Hoy el desafío no es conquistar la libertad en grandes marchas como Mandela, sino poder inocular ese ébola moral de la representación pública que significa llevarse el dinero de todos para hacer propiedades privadas

Siempre me he preguntado si ahora el mundo es mejor o peor que antes.

En este momento un mundo con Internet y un mundo sin Internet, es algo equivalente a un mundo con imprenta y a un mundo sin imprenta.

Y es que, tanto la imprenta como el Internet ponen al alcance de todos el conocimiento, nos hacen partícipes y co-gobernantes del destino de nuestras vidas.
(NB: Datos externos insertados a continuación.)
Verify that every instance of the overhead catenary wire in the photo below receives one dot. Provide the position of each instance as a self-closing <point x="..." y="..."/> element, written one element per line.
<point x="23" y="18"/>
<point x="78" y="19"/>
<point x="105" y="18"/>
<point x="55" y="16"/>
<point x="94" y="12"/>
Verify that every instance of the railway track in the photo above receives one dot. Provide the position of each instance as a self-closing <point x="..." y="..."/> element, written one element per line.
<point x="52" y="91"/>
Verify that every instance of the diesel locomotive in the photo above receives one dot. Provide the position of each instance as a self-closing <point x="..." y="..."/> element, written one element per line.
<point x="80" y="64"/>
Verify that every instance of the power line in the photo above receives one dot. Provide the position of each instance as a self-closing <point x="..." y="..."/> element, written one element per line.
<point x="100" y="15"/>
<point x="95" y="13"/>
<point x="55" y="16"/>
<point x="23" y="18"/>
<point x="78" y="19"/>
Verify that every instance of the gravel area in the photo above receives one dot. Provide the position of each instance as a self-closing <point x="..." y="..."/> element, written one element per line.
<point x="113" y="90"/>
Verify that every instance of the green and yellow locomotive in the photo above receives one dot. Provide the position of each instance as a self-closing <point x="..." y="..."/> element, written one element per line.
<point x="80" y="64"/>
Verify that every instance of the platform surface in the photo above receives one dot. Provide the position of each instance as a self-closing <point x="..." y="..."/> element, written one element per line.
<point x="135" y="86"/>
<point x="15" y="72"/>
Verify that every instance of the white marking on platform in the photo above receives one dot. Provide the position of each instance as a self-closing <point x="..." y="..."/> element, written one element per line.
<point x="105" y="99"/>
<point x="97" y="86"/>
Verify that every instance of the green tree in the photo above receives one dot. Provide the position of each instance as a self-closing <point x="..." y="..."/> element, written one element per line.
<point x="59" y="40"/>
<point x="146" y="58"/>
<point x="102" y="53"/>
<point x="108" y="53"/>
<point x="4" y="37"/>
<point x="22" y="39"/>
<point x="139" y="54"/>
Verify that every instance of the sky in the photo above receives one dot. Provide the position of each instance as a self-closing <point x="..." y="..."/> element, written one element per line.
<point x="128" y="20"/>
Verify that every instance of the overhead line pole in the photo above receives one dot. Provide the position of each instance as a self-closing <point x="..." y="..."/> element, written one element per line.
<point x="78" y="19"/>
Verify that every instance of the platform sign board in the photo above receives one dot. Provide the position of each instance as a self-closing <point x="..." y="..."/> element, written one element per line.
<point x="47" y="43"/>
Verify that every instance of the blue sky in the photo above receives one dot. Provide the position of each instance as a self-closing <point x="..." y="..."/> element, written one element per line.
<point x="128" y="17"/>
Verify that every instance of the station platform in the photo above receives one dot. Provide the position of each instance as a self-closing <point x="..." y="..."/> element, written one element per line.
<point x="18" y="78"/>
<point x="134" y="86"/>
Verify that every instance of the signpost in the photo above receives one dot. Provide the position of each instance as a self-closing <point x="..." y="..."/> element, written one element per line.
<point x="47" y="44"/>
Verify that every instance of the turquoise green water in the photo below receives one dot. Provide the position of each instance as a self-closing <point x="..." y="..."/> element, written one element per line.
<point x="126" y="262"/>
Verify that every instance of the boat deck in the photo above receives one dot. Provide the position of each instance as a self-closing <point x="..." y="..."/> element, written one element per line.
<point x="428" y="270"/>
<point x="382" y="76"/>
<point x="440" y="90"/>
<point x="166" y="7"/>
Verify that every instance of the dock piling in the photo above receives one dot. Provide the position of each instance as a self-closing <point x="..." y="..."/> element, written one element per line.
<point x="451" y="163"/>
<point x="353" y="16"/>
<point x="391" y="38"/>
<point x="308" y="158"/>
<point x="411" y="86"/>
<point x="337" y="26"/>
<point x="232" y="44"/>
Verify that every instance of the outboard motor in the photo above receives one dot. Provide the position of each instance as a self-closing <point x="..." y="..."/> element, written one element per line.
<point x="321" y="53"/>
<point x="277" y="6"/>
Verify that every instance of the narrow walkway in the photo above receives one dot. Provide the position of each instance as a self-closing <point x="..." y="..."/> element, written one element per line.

El mundo necesita símbolos. El mundo necesita triunfos sobre la base de lo que está bien hecho y no sobre la crueldad extrema.

En 1992 España aparecía como el país que había consolidado una transición política milagrosa y un desarrollo económico único. Era un momento histórico en el que además se celebraban las olimpiadas en Barcelona.

Ahí conocí a Nelson Mandela. Juan Antonio Samaranch, presidente del Comité Olímpico Internacional y viejo amigo mío, me lo presentó en una gira internacional que estaba haciendo tras su liberación después de 27 años de prisión.

El entonces presidente sudafricano Frederik de Klerk lo liberó sabiendo que el futuro de su país dependía de que Mandela hablara con los principales líderes mundiales y masticar la libertad que tanto le conquistó.

El mundo aprendió la lección y quiero creer que Mandela también.

Dos años más tarde Madiba, que así se le conocía popularmente, era el presidente de Sudáfrica y en 1995 también tuve la oportunidad de verlo en su país observando cómo gobernaba una nación que corría el riesgo, tras décadas de Apartheid y Coloured, de estallar en una ceremonia sangrienta que acabara con la historia del país y con las esperanzas del futuro.

Mandela logró llevar el barco de la transición a buen puerto. Tuvo además la inteligencia política de crear la Comisión de la Verdad y la Reconciliación.

Ahora 22 años después del último instante en el que lo vi, vuelvo a estar en Sudáfrica y he de confesar que me sorprende.

Sigue siendo un país construido sobre influencias tan fuertes como la holandesa, los afrikáners y el imperio británico. Pero también es verdad que si bien el Apartheid era un régimen inmoral y corrupto, no existía corrupción individual y nadie se llevaba el dinero público para su bolsillo.

Hoy después de tantos años con un Mandela más vivo que nunca en la memoria sudafricana, Jacob Zuma, el actual presidente, miembro del mismo partido de Madiba -Congreso Nacional Africano-, acaba de superar una crisis de confianza y una votación en el Parlamento en su contra por motivos de corrupción.

¿El mundo es mejor 25 años después? No lo sé, pero lo que sí sé es que hoy el desafío no es conquistar la libertad en grandes marchas como Mandela, sino poder inocular ese ébola moral de la representación pública que significa llevarse el dinero de todos para hacer propiedades privadas.